16. The method of claim 15, further comprising:

outputting the 3D transformation matrix to an interpolation component; and

registering the raw medical image, via the interpolation component, based on the 3D transformation matrix, the registering comprising:

receiving the 3D transformation matrix from the deep learning model;

receiving the raw medical image; and

applying the 3D transformation matrix in three dimensions to rotate and/or translate points of the raw medical image in space to generate a registered medical image corresponding to the raw medical image.

17. The method of claim 16, wherein the 3D transformation matrix is a rigid transform that includes a first set of parameters and a second set of parameters for the raw medical image, wherein the first set of parameters define a rotation for the raw medical image and the second set of parameters define a shift for the raw medical image.

18. The method of claim 16, further comprising;

comparing, in a test component, the registered medical image to a template image via a mutual information test, and

outputting a result of the mutual information test,

wherein, if the result is below a threshold, the raw medical image registered in three-dimensional space is rejected or flagged.

19. The method of claim 16, wherein the raw medical image is a three-dimensional volume of pixels, and wherein the 3D transformation matrix is calculated for the raw medical image to map the raw medical image to real world coordinates for transformation by the interpolation component.

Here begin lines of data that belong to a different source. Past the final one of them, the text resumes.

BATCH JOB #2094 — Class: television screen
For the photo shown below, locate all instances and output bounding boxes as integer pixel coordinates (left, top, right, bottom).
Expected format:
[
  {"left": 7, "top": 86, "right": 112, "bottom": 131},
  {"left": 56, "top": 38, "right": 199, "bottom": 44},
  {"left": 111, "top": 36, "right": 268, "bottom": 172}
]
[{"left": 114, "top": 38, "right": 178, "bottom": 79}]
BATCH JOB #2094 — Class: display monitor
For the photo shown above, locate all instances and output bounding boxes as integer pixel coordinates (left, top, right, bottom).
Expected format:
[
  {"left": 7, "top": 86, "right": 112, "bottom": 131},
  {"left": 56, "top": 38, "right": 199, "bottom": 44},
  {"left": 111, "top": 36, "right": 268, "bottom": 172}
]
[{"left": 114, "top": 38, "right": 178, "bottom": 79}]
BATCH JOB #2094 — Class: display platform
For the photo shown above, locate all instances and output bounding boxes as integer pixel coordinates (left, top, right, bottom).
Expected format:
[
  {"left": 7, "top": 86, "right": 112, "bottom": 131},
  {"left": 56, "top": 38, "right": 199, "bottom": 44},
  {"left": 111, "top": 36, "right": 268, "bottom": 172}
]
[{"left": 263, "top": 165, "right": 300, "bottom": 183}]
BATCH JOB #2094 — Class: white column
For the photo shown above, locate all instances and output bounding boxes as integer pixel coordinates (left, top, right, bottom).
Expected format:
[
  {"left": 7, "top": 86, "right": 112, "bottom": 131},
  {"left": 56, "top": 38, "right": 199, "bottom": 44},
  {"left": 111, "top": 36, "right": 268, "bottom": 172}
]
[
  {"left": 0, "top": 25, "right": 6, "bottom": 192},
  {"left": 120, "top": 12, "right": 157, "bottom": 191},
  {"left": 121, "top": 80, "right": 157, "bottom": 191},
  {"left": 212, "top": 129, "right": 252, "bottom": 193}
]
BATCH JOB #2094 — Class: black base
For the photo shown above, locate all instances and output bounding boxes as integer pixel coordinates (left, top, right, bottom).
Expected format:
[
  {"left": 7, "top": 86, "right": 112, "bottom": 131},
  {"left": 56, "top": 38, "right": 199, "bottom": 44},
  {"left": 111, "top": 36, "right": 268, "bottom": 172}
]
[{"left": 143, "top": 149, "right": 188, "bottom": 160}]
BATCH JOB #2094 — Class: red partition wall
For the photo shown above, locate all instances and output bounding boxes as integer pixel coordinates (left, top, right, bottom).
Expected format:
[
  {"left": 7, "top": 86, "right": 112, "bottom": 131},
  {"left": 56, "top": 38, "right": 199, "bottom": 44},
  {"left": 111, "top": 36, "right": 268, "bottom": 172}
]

20. The method of claim 16, wherein a standardization component receives the raw medical image and analyzes the raw medical image to validate criteria, the standardization component adjusting the raw medical image if the criteria are not met,

wherein a standardized raw image is input to the interpolation component and the deep learning model.

21. (canceled)

22. (canceled)

23. The method of claim 16, wherein the deep learning model is configured to generate six predictions for the 3D transformation matrix comprising:

rotations of the points of the raw medical image in each of three dimensions; and

translations of the points of the raw medical image in each of the three dimensions.